From the Guidelines
For bacterial bronchitis secondary to influenza, co-amoxiclav 625 mg tds PO is the preferred antibiotic of choice, as it effectively targets the most common bacterial pathogens, including Streptococcus pneumoniae, Haemophilus influenzae, and Moraxella catarrhalis, as recommended by 1 and 1. This recommendation is based on the guidelines for the clinical management of patients with an influenza-like illness during an influenza pandemic, which suggest that co-amoxiclav or a tetracycline, such as doxycycline, should be the preferred choice for non-pneumonic bronchial complications, including exacerbations of COPD and acute bronchitis, requiring antibiotic therapy 1. The use of co-amoxiclav is supported by its ability to overcome beta-lactamase resistance, which is common among the bacterial pathogens that cause secondary infections following influenza 1. For patients with penicillin allergies, alternatives include doxycycline (200 mg stat and 100 mg od PO) or a fluoroquinolone with enhanced pneumococcal activity, such as levofloxacin (500 mg od PO) or moxifloxacin (400 mg od PO), as recommended by 1 and 1. It is essential to note that macrolides, such as erythromycin or clarithromycin, are not the first-line choice due to increasing resistance patterns, but may be considered as an alternative in certain circumstances, as suggested by 1 and 1. When treating bacterial bronchitis secondary to influenza, it is crucial to also continue supportive care with adequate hydration, rest, and antipyretics as needed, and patients should complete the full course of antibiotics even if symptoms improve before completion to prevent recurrence and antibiotic resistance, as recommended by 1.
From the FDA Drug Label
Adult PatientsAcute Bacterial Exacerbations of Chronic Obstructive Pulmonary Disease In a randomized, double-blind controlled clinical trial of acute exacerbation of chronic bronchitis (AECB), azithromycin (500 mg once daily for 3 days) was compared with clarithromycin (500 mg twice daily for 10 days).
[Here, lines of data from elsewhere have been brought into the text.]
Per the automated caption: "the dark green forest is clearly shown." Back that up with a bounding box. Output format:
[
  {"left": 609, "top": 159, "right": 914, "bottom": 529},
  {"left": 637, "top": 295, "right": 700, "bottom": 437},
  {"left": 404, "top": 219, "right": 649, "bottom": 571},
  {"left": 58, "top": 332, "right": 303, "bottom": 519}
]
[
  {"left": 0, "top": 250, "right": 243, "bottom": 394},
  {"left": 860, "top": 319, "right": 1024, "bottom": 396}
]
The primary endpoint of this trial was the clinical cure rate at Day 21 to 24 For the 304 patients analyzed in the modified intent to treat analysis at the Day 21 to 24 visit, the clinical cure rate for 3 days of azithromycin was 85% (125/147) compared to 82% (129/157) for 10 days of clarithromycin
The ABX of choice for bacterial bronchitis secondary to influenza is azithromycin.
- Key points:
- Clinical cure rate: 85% for azithromycin
- Treatment duration: 3 days
- Dosage: 500 mg once daily 2
From the Research
ABX of Choice for Bacterial Bronchitis Secondary to Influenza
- The choice of antibiotic for bacterial bronchitis secondary to influenza is not explicitly stated in the provided studies, but some studies suggest that antibiotics may be over-prescribed in patients with influenza or influenza-like illness 3, 4.
- A study published in 2018 found that azithromycin is non-inferior to amoxicillin-clavulanate for resolving exacerbations in children with non-severe bronchiectasis 5.
- Another study published in 2017 found that antibiotics may have a modest beneficial effect in some patients with acute bronchitis, but the magnitude of this benefit needs to be considered in the broader context of potential side effects and increased resistance to respiratory pathogens 6.
- A study published in 2006 suggests that neuraminidase inhibitors may be of interest for the management of influenza-infected patients, as they can decrease the risk of bacterial complications and the use of antibiotics 4.
- The bacteria involved in bacterial infections secondary to influenza include Streptococcus pneumoniae, Haemophilus influenzae, and Staphylococcus aureus, among others 7, 4.
Considerations for Antibiotic Use
- Antibiotic overuse remains widespread in the treatment of outpatient acute respiratory infections, including among patients with laboratory-confirmed influenza 3.
- The use of antibiotics in patients with influenza or influenza-like illness without signs of bacterial infection is not supported by evidence 3, 4.
- The choice of antibiotic should be guided by the severity of the infection, the presence of underlying conditions, and the potential for antibiotic resistance 7, 5, 6.